Agar or agar-agar is a thickening agent derived from various types of dried Asian seaweed. Apparently it's a polymer made up of sub-units of the cosmic-sounding sugar galactose, a component of the algae's cell walls. It has commercial uses in the manufacture of cosmetics and laxatives (because of its high fibre content) and as a culture medium for bacteria, but it also has culinary utility as a thickener, emulsifier, and gelling agent.
Agar is odourless, colourless, and tasteless, much like gelatine or gelatin; because gelatine is made from animal by-products, vegetarians can use agar as a substitute.
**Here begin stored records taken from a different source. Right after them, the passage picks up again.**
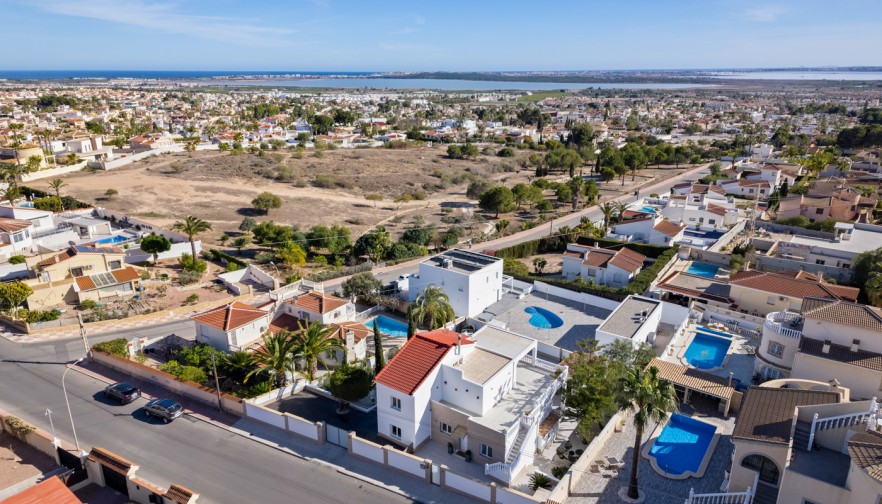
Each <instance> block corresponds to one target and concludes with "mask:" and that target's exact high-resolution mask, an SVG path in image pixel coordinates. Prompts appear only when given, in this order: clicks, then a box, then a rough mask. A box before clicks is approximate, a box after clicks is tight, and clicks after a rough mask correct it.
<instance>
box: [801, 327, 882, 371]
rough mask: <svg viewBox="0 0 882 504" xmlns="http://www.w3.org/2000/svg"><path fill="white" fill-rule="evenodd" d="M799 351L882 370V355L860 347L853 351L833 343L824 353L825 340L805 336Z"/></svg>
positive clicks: (869, 368)
mask: <svg viewBox="0 0 882 504" xmlns="http://www.w3.org/2000/svg"><path fill="white" fill-rule="evenodd" d="M799 351H800V352H802V353H804V354H806V355H813V356H815V357H821V358H824V359H830V360H835V361H838V362H842V363H845V364H851V365H852V366H858V367H862V368H866V369H872V370H873V371H882V355H880V354H877V353H874V352H868V351H866V350H860V349H858V351H857V352H852V351H851V348H850V347H847V346H845V345H837V344H835V343H831V344H830V351H829V352H827V353H824V342H823V341H821V340H818V339H813V338H807V337H805V336H803V337H802V339H800V340H799Z"/></svg>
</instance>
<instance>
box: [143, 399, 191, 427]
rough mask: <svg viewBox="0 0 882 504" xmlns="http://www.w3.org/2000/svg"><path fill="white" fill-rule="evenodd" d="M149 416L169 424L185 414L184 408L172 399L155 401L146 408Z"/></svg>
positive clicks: (148, 405)
mask: <svg viewBox="0 0 882 504" xmlns="http://www.w3.org/2000/svg"><path fill="white" fill-rule="evenodd" d="M144 412H145V413H146V414H147V416H155V417H159V418H161V419H162V421H163V422H165V423H169V422H171V421H172V420H174V419H175V418H178V417H179V416H181V415H183V414H184V407H183V406H181V405H180V404H178V403H176V402H175V401H172V400H171V399H154V400H152V401H150V402H148V403H147V405H146V406H144Z"/></svg>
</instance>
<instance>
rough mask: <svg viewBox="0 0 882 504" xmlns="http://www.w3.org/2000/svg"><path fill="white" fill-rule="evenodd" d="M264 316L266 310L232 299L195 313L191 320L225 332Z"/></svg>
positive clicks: (243, 324)
mask: <svg viewBox="0 0 882 504" xmlns="http://www.w3.org/2000/svg"><path fill="white" fill-rule="evenodd" d="M266 316H267V312H265V311H263V310H260V309H257V308H254V307H252V306H248V305H247V304H244V303H240V302H238V301H234V302H233V303H230V304H228V305H226V306H219V307H217V308H214V309H211V310H208V311H207V312H204V313H200V314H199V315H195V316H194V317H193V320H195V321H196V322H199V323H201V324H205V325H207V326H211V327H214V328H215V329H220V330H221V331H224V332H227V331H232V330H233V329H236V328H238V327H242V326H243V325H245V324H248V323H250V322H253V321H255V320H257V319H259V318H261V317H266Z"/></svg>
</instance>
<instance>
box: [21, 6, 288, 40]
mask: <svg viewBox="0 0 882 504" xmlns="http://www.w3.org/2000/svg"><path fill="white" fill-rule="evenodd" d="M34 6H36V7H39V8H40V9H43V10H44V11H47V12H50V13H53V14H61V15H66V16H74V17H81V18H88V19H97V20H99V21H106V22H108V23H113V24H117V25H125V26H136V27H138V28H144V29H147V30H154V31H157V32H163V33H175V34H180V35H188V36H191V37H195V38H201V39H206V40H214V41H216V42H224V43H231V44H236V45H244V46H255V47H270V46H281V45H286V44H288V43H289V42H290V41H289V40H287V39H286V36H288V35H291V34H293V33H294V30H291V29H288V28H273V27H267V26H258V25H255V24H249V23H248V22H246V21H243V20H240V19H234V18H228V17H220V16H202V15H191V14H182V13H180V12H178V11H177V10H176V8H175V6H174V5H172V4H160V3H150V2H147V1H142V0H43V1H40V2H34Z"/></svg>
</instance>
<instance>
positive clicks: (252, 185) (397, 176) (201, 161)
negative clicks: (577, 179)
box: [32, 147, 686, 243]
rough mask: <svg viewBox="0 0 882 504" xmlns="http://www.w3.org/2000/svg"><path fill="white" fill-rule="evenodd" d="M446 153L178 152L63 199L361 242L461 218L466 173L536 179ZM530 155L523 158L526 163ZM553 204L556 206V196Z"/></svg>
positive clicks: (486, 159)
mask: <svg viewBox="0 0 882 504" xmlns="http://www.w3.org/2000/svg"><path fill="white" fill-rule="evenodd" d="M445 153H446V149H445V148H444V147H434V148H431V147H418V148H409V149H404V150H392V149H336V150H326V151H324V152H323V153H322V154H323V155H322V157H315V155H314V153H313V152H312V151H309V152H307V153H305V154H304V155H303V156H302V157H298V156H297V155H296V154H295V153H294V152H293V151H292V150H290V149H289V150H283V151H278V152H271V153H268V154H267V155H265V156H262V157H260V156H258V155H256V154H241V155H237V156H234V155H231V154H229V153H221V152H212V151H204V152H197V153H195V154H192V156H188V155H187V154H170V155H165V156H160V157H155V158H148V159H147V160H145V161H139V162H136V163H134V164H133V165H130V166H127V167H125V168H121V169H118V170H114V171H110V172H94V173H78V174H74V175H70V176H67V177H64V180H65V183H66V184H67V185H66V186H65V187H64V188H63V189H62V191H63V192H64V193H67V194H69V195H72V196H75V197H77V198H79V199H81V200H83V201H87V202H95V203H96V205H99V206H104V207H107V208H110V209H114V210H118V211H122V212H125V213H128V214H130V215H133V216H137V217H139V218H142V219H145V220H147V221H150V222H152V223H155V224H157V225H161V226H167V225H170V224H171V223H173V222H174V221H175V220H178V219H181V218H182V217H184V216H186V215H195V216H197V217H200V218H202V219H205V220H207V221H209V222H210V223H211V224H212V226H213V228H214V229H213V231H212V233H210V234H208V235H207V236H205V237H204V238H203V239H205V240H206V241H207V242H209V243H214V240H216V239H217V238H218V237H219V236H220V235H221V234H222V233H223V232H230V231H235V230H236V228H237V227H238V224H239V222H241V220H242V218H243V217H245V216H253V217H255V218H257V219H258V221H260V220H265V219H269V220H274V221H276V222H280V223H286V224H291V225H295V224H297V225H299V226H300V227H301V228H308V227H310V226H313V225H316V224H324V225H332V224H346V225H349V226H351V227H352V234H353V239H354V238H355V237H356V236H358V235H359V234H360V233H362V232H364V231H366V230H368V229H370V228H372V227H373V226H374V225H377V224H381V223H383V224H387V225H389V226H390V228H391V230H392V231H393V232H395V231H396V228H397V230H399V231H400V230H401V229H403V227H404V226H405V225H406V224H408V223H409V222H412V220H413V219H414V218H416V217H417V216H419V217H420V218H422V219H423V222H425V223H427V224H439V223H440V219H441V217H443V216H444V215H448V214H450V215H454V216H456V215H458V214H460V213H461V212H462V210H459V209H454V210H453V211H451V210H447V212H448V213H447V214H445V213H444V212H443V211H442V209H443V208H444V207H452V208H455V207H458V206H462V205H463V204H465V203H469V202H470V201H469V200H468V199H467V198H466V195H465V190H466V187H467V181H462V182H460V183H458V184H457V183H455V181H457V180H458V179H462V180H465V177H463V174H464V173H466V172H471V173H472V174H475V175H480V176H484V177H488V178H492V179H494V180H497V181H500V182H504V183H505V184H506V185H508V186H511V185H514V184H515V183H517V182H528V181H529V180H530V179H531V178H532V176H533V170H532V169H528V170H523V169H521V168H519V166H518V159H519V158H498V157H495V156H480V157H479V159H477V160H475V161H466V160H451V159H448V158H447V156H446V154H445ZM527 154H528V153H520V155H521V156H525V155H527ZM685 169H686V167H683V168H681V169H680V170H674V169H665V170H662V176H664V177H670V176H673V175H675V174H677V173H680V172H682V171H683V170H685ZM658 175H659V173H658V171H657V170H644V171H642V172H640V174H639V175H638V177H637V180H636V181H635V182H631V176H630V175H628V176H627V177H626V185H625V186H624V187H622V186H621V185H620V182H619V181H618V180H615V181H613V182H610V183H608V184H601V197H602V198H603V199H604V200H605V199H608V198H611V197H614V196H616V195H618V194H621V192H622V191H623V190H624V191H633V188H634V187H636V186H639V185H641V184H645V183H647V182H648V181H650V180H653V179H655V178H656V176H658ZM551 178H552V179H553V178H561V179H564V178H565V177H563V176H559V177H551ZM32 185H34V186H35V187H39V186H40V185H41V184H39V183H34V184H32ZM319 185H322V186H325V187H318V186H319ZM108 188H113V189H116V190H117V191H119V194H118V195H117V196H114V197H113V198H112V199H108V198H105V197H104V192H105V191H106V190H107V189H108ZM263 191H269V192H272V193H274V194H277V195H279V196H281V197H282V200H283V204H282V207H281V208H280V209H278V210H273V211H272V212H271V213H270V215H269V216H262V215H256V214H255V213H254V211H253V209H252V208H251V200H252V199H253V198H254V197H255V196H256V195H257V194H259V193H261V192H263ZM412 192H420V193H424V195H425V199H423V200H415V201H411V202H408V203H401V204H399V203H394V202H393V200H394V199H395V198H396V197H397V196H399V195H401V194H403V193H412ZM368 193H378V194H381V195H382V196H383V197H384V200H383V201H380V202H377V203H376V204H375V203H374V202H371V201H367V200H366V199H365V195H366V194H368ZM548 196H549V197H550V198H553V195H551V194H550V193H549V195H548ZM470 203H476V202H475V201H471V202H470ZM487 217H493V216H492V215H488V216H487ZM502 217H505V218H507V219H509V220H513V221H514V222H513V224H514V225H513V226H511V228H510V229H512V230H513V229H514V228H515V227H516V226H517V225H518V222H517V221H518V220H520V219H522V218H526V216H518V215H506V216H500V218H502ZM480 229H481V226H476V227H475V229H474V232H475V233H477V232H479V230H480ZM485 229H486V227H485Z"/></svg>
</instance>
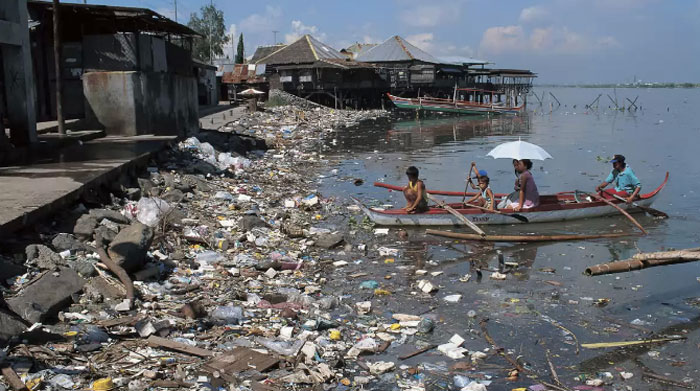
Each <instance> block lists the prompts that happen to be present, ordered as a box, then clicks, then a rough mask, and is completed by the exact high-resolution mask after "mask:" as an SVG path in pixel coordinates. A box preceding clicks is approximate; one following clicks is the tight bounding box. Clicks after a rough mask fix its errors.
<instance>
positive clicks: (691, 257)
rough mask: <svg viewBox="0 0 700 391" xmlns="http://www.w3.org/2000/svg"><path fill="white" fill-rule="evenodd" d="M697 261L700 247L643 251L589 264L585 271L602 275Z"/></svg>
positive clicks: (598, 274) (627, 271)
mask: <svg viewBox="0 0 700 391" xmlns="http://www.w3.org/2000/svg"><path fill="white" fill-rule="evenodd" d="M695 261H700V249H697V248H693V249H687V250H677V251H663V252H656V253H641V254H637V255H635V256H633V257H632V258H629V259H625V260H622V261H615V262H609V263H601V264H599V265H593V266H589V267H587V268H586V270H585V271H584V274H585V275H587V276H601V275H605V274H614V273H625V272H629V271H632V270H641V269H646V268H650V267H655V266H665V265H674V264H678V263H686V262H695Z"/></svg>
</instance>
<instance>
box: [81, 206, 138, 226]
mask: <svg viewBox="0 0 700 391" xmlns="http://www.w3.org/2000/svg"><path fill="white" fill-rule="evenodd" d="M90 216H93V217H94V218H95V219H97V221H102V220H103V219H107V220H110V221H114V222H115V223H119V224H129V223H130V222H131V221H129V218H128V217H126V216H124V215H123V214H121V213H119V212H117V211H116V210H109V209H91V210H90Z"/></svg>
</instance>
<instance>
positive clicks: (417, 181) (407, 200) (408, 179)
mask: <svg viewBox="0 0 700 391" xmlns="http://www.w3.org/2000/svg"><path fill="white" fill-rule="evenodd" d="M406 176H407V177H408V186H406V187H404V188H403V195H404V197H406V207H405V208H404V209H405V210H406V212H408V213H423V212H427V211H428V193H427V192H426V190H425V184H424V183H423V181H421V180H420V179H418V169H417V168H416V167H414V166H411V167H409V168H408V169H407V170H406Z"/></svg>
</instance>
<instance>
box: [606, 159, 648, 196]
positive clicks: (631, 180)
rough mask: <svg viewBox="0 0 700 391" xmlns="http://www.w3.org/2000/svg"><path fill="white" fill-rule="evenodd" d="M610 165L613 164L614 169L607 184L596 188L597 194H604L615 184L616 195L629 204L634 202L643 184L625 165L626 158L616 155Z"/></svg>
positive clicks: (610, 171) (607, 179)
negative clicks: (625, 199) (606, 189)
mask: <svg viewBox="0 0 700 391" xmlns="http://www.w3.org/2000/svg"><path fill="white" fill-rule="evenodd" d="M610 163H612V165H613V169H612V171H610V174H609V175H608V177H607V178H605V182H603V183H601V184H600V185H598V187H596V188H595V190H596V192H602V191H603V189H605V188H606V187H607V186H608V185H609V184H611V183H613V182H615V193H616V194H617V195H619V196H622V197H625V198H626V199H627V202H628V203H630V202H632V201H634V200H635V199H636V198H637V196H638V195H639V192H640V191H641V190H642V184H641V182H639V179H637V176H636V175H634V171H632V168H631V167H630V166H628V165H627V164H625V157H624V156H622V155H615V156H614V157H613V159H612V160H611V161H610Z"/></svg>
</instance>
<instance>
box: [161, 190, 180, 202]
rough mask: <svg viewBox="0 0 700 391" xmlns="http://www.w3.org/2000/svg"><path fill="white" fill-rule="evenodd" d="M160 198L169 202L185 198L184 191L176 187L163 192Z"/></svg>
mask: <svg viewBox="0 0 700 391" xmlns="http://www.w3.org/2000/svg"><path fill="white" fill-rule="evenodd" d="M161 198H162V199H164V200H166V201H168V202H171V203H178V202H180V201H182V200H183V199H184V198H185V193H183V192H182V191H180V190H178V189H173V190H170V191H169V192H167V193H165V194H163V195H162V196H161Z"/></svg>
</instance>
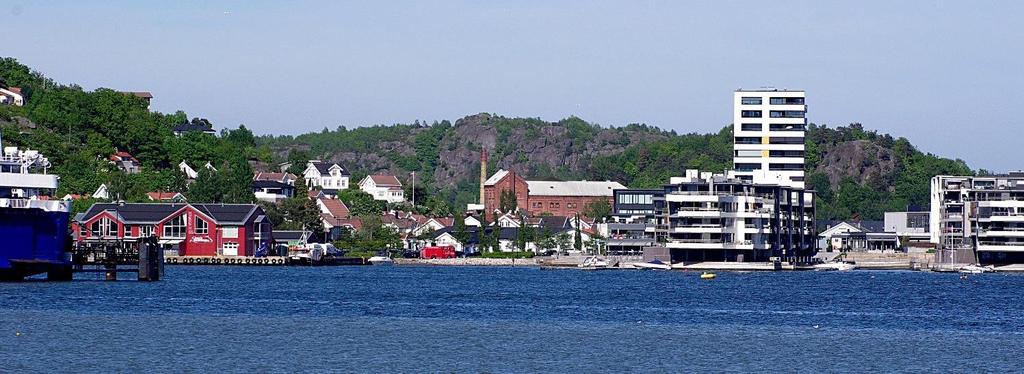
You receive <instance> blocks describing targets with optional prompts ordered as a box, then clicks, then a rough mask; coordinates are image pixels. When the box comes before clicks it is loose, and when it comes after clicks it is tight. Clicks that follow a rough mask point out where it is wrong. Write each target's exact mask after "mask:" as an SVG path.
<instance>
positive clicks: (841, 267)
mask: <svg viewBox="0 0 1024 374" xmlns="http://www.w3.org/2000/svg"><path fill="white" fill-rule="evenodd" d="M855 268H857V265H856V264H853V263H850V262H842V261H836V262H825V263H818V264H816V265H814V269H815V271H821V272H827V271H838V272H849V271H852V269H855Z"/></svg>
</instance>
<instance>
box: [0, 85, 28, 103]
mask: <svg viewBox="0 0 1024 374" xmlns="http://www.w3.org/2000/svg"><path fill="white" fill-rule="evenodd" d="M0 103H2V105H6V106H14V107H24V106H25V96H23V95H22V89H20V88H18V87H0Z"/></svg>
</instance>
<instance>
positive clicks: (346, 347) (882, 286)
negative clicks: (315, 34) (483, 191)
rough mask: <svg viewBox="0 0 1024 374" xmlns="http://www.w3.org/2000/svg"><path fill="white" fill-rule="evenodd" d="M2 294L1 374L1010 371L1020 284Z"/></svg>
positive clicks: (473, 280) (455, 271) (445, 289)
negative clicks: (39, 373) (841, 371)
mask: <svg viewBox="0 0 1024 374" xmlns="http://www.w3.org/2000/svg"><path fill="white" fill-rule="evenodd" d="M95 277H96V276H95V275H89V276H87V277H83V278H82V280H80V281H76V282H71V283H45V282H26V283H8V284H0V362H2V363H3V364H2V366H0V372H54V371H59V372H67V371H88V372H111V371H121V372H138V371H151V372H182V371H184V372H209V371H225V372H292V371H307V372H324V371H341V372H364V371H375V372H539V371H540V372H627V371H634V372H651V371H653V372H679V371H692V370H710V371H715V372H719V371H779V370H781V371H806V372H820V371H928V372H935V371H939V372H950V371H952V372H965V371H999V372H1006V371H1019V370H1021V363H1024V348H1022V346H1024V291H1022V286H1024V276H1016V275H980V276H973V277H972V278H971V279H970V280H967V281H964V280H961V279H959V278H958V277H957V276H956V275H943V274H927V273H909V272H849V273H746V274H742V273H720V274H719V277H718V279H716V280H713V281H701V280H699V279H698V278H697V275H696V274H694V273H681V272H630V271H608V272H581V271H575V269H565V271H542V269H538V268H530V267H427V266H392V267H383V266H347V267H206V266H190V267H189V266H170V267H168V268H167V275H166V279H165V280H164V281H161V282H156V283H138V282H134V281H121V282H100V281H93V280H89V279H95Z"/></svg>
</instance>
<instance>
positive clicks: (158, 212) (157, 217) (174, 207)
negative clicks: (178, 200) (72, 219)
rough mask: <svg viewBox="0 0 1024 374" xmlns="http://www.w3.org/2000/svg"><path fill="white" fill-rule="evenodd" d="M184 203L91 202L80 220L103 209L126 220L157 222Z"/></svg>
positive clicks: (145, 221) (96, 212)
mask: <svg viewBox="0 0 1024 374" xmlns="http://www.w3.org/2000/svg"><path fill="white" fill-rule="evenodd" d="M185 205H186V204H124V205H118V204H93V205H92V206H91V207H89V209H88V210H86V211H85V213H83V215H82V218H81V220H80V221H86V220H89V219H90V218H92V217H94V216H96V215H97V214H99V213H101V212H103V211H108V210H109V211H112V212H113V213H114V214H115V215H119V216H121V217H122V218H123V219H124V220H125V221H128V222H154V223H156V222H159V221H160V220H162V219H164V218H167V216H168V215H171V213H174V212H176V211H178V209H181V207H183V206H185Z"/></svg>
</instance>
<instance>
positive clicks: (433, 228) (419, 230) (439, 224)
mask: <svg viewBox="0 0 1024 374" xmlns="http://www.w3.org/2000/svg"><path fill="white" fill-rule="evenodd" d="M454 224H455V218H452V217H434V218H429V219H427V221H426V222H423V223H422V224H420V225H418V226H416V228H414V230H413V235H414V236H417V237H418V236H421V235H424V234H430V233H433V232H436V231H438V230H441V228H444V227H449V226H452V225H454Z"/></svg>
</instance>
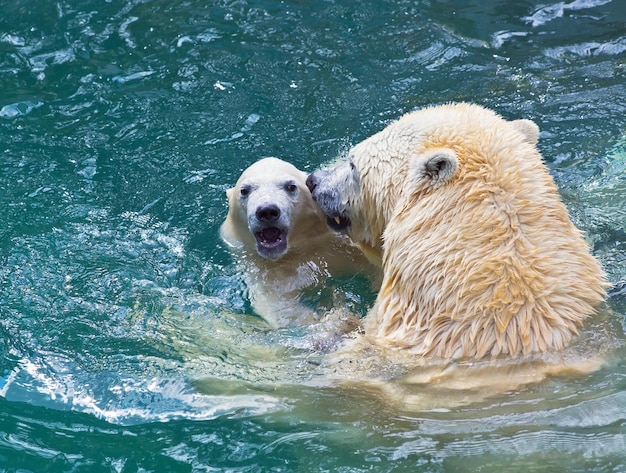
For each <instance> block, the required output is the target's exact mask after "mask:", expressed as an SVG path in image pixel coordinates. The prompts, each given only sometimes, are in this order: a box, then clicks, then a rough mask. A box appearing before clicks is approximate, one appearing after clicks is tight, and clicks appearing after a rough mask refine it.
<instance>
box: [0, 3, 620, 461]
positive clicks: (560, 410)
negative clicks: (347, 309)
mask: <svg viewBox="0 0 626 473" xmlns="http://www.w3.org/2000/svg"><path fill="white" fill-rule="evenodd" d="M0 7H1V8H0V11H1V12H2V14H1V15H0V153H1V170H0V298H1V299H0V301H1V305H0V307H1V308H0V471H7V472H43V471H50V472H61V471H63V472H65V471H67V472H100V471H103V472H104V471H106V472H136V471H137V472H139V471H140V472H150V471H155V472H174V471H181V472H184V471H194V472H205V471H238V472H239V471H241V472H248V471H289V472H291V471H294V472H295V471H333V472H337V471H338V472H363V471H376V472H385V471H412V472H416V471H419V472H440V471H441V472H443V471H450V472H452V471H483V472H485V471H489V472H502V471H524V472H526V471H550V472H558V471H563V472H565V471H567V472H571V471H593V472H608V471H611V472H613V471H615V472H617V471H626V366H625V363H624V359H625V356H624V355H626V353H625V352H624V350H623V349H621V348H619V347H620V346H621V345H623V342H624V341H626V340H625V339H624V336H623V335H622V332H621V330H622V329H623V325H624V315H625V314H626V264H625V263H626V238H625V236H626V228H625V223H626V204H624V200H625V196H626V181H625V180H624V170H625V167H626V119H625V116H626V85H625V84H626V28H625V27H624V25H625V24H626V3H624V1H623V0H574V1H572V2H570V3H557V2H554V3H552V4H545V3H542V2H539V1H536V0H533V1H523V2H509V1H508V0H501V1H487V2H467V1H461V0H457V1H450V0H448V1H435V0H430V1H426V0H424V1H408V0H407V1H401V0H399V1H375V2H352V1H347V0H335V1H331V0H329V1H317V2H304V1H298V2H288V1H285V2H278V1H269V0H264V1H245V0H242V1H234V0H233V1H221V2H218V1H200V0H187V1H184V0H168V1H162V0H132V1H119V0H108V1H104V0H82V1H65V0H62V1H56V2H49V1H43V0H30V1H29V0H18V1H12V2H9V1H6V0H3V1H0ZM457 100H465V101H472V102H477V103H480V104H483V105H486V106H489V107H491V108H494V109H495V110H497V111H498V112H499V113H501V114H502V115H503V116H505V117H506V118H510V119H515V118H531V119H533V120H535V121H536V122H537V123H538V124H539V125H540V127H541V130H542V134H541V140H540V144H539V146H540V149H541V151H542V153H543V155H544V156H545V159H546V161H547V163H548V165H549V167H550V170H551V172H552V174H553V175H554V177H555V179H556V180H557V183H558V185H559V187H560V188H561V190H562V193H563V198H564V200H565V202H566V204H567V206H568V208H569V209H570V211H571V214H572V218H573V220H574V221H575V222H576V223H577V225H578V226H580V227H581V228H582V229H583V230H585V231H586V232H587V235H588V237H589V240H590V243H591V244H592V246H593V250H594V253H595V254H596V255H597V256H598V257H599V258H600V260H601V261H602V263H603V264H604V266H605V268H606V270H607V272H608V274H609V277H610V279H611V281H612V282H613V283H614V287H613V288H612V290H611V292H610V297H609V300H608V304H607V307H606V308H605V310H604V311H603V312H604V313H605V319H604V320H603V321H602V322H600V323H599V324H598V326H597V327H598V332H603V334H602V335H598V337H604V339H606V340H608V342H607V343H608V344H610V345H612V346H613V345H614V346H616V347H618V348H616V349H615V350H613V351H611V355H610V357H609V358H610V359H609V363H608V364H607V366H606V367H605V368H603V369H602V370H600V371H598V372H596V373H593V374H592V375H589V376H586V377H582V378H581V377H574V378H571V379H570V378H565V379H558V380H548V381H546V382H544V383H541V384H540V385H536V386H532V387H529V388H526V389H523V390H521V391H519V392H514V393H510V394H507V395H505V396H499V397H496V398H494V399H492V400H490V401H488V402H486V403H481V404H479V405H476V406H466V407H463V408H457V409H451V410H436V411H419V410H417V411H405V410H402V409H398V408H394V407H393V406H389V405H386V404H385V403H384V402H383V401H382V400H381V399H380V398H378V397H376V396H375V395H371V394H370V393H367V392H364V391H363V390H361V389H359V388H358V387H355V388H353V389H334V388H330V387H322V386H321V385H319V386H318V387H316V383H315V382H314V381H315V380H316V379H317V377H318V371H319V363H320V357H322V358H323V356H324V353H321V354H320V352H319V350H317V349H316V347H318V346H319V339H318V338H317V337H319V333H318V332H317V328H316V327H302V328H294V329H289V330H287V329H285V330H278V331H268V330H265V328H264V327H263V324H262V323H261V322H260V321H259V319H258V318H256V317H255V316H254V314H252V312H251V310H250V306H249V302H248V301H247V298H246V293H245V287H244V286H243V282H242V278H241V276H240V275H239V274H238V273H237V271H236V268H235V264H234V261H233V259H232V257H231V255H230V254H229V253H228V251H227V248H226V247H225V246H224V245H223V244H222V243H221V241H220V240H219V238H218V228H219V225H220V223H221V221H222V220H223V218H224V216H225V211H226V202H225V198H224V191H225V190H226V189H227V188H228V187H229V186H230V185H232V184H233V183H234V182H235V181H236V179H237V177H238V176H239V174H240V172H241V171H242V170H243V169H244V168H245V167H247V166H248V165H249V164H251V163H252V162H254V161H256V160H257V159H259V158H260V157H263V156H269V155H273V156H278V157H281V158H283V159H286V160H288V161H291V162H292V163H294V164H295V165H296V166H298V167H300V168H302V169H304V170H308V171H310V170H313V169H316V168H317V167H319V166H320V165H322V164H323V163H325V162H327V161H329V160H332V159H334V158H335V157H336V156H337V155H340V154H341V153H343V152H344V151H345V150H346V149H347V148H348V147H349V146H350V145H351V144H354V143H356V142H358V141H359V140H361V139H364V138H366V137H367V136H369V135H371V134H373V133H374V132H377V131H379V130H380V129H381V128H382V127H384V126H385V124H386V123H388V122H389V121H390V120H393V119H395V118H398V117H399V116H400V115H401V114H402V113H404V112H407V111H410V110H413V109H415V108H418V107H422V106H425V105H429V104H434V103H444V102H447V101H457ZM332 284H333V290H335V291H341V292H342V293H343V294H344V297H345V301H346V302H345V303H346V304H349V305H350V307H351V308H352V309H353V310H355V311H357V312H360V313H365V311H366V310H367V307H368V306H369V305H370V304H371V302H372V300H373V295H372V294H371V292H370V291H369V289H368V285H367V283H366V282H365V281H364V280H363V279H360V278H355V279H351V280H347V281H333V282H332ZM319 297H320V298H323V297H326V295H324V294H320V295H319ZM587 336H589V337H591V338H593V337H594V334H593V333H592V334H591V335H589V334H588V335H587Z"/></svg>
Like gelatine, agar is full of (incomplete) protein, but it also contains lots of minerals, which isn't surprising considering that it comes from seaweed. It is not as easy to find as gelatine, but health food stores and Asian markets should have it. Unlike gelatine, agar doesn't need to be refrigerated to set; it sets at room temperature, which is why it's so popular in Asia, where refrigeration is still a luxury.
Agar is sold in bars (often called kanten bars, after a particular type of Japanese seaweed), powder, or flakes. Whatever form it comes in, it needs to be soaked in liquid for 15 minutes, then heated over low heat - stirred frequently - till it dissolves completely. As it cools, it gels. Use agar powder in the same proportions as gelatine powder (1 tblsp/15 ml will gel 2 cups/480 ml liquid); triple the amount of flakes or use 1 bar for the same purpose.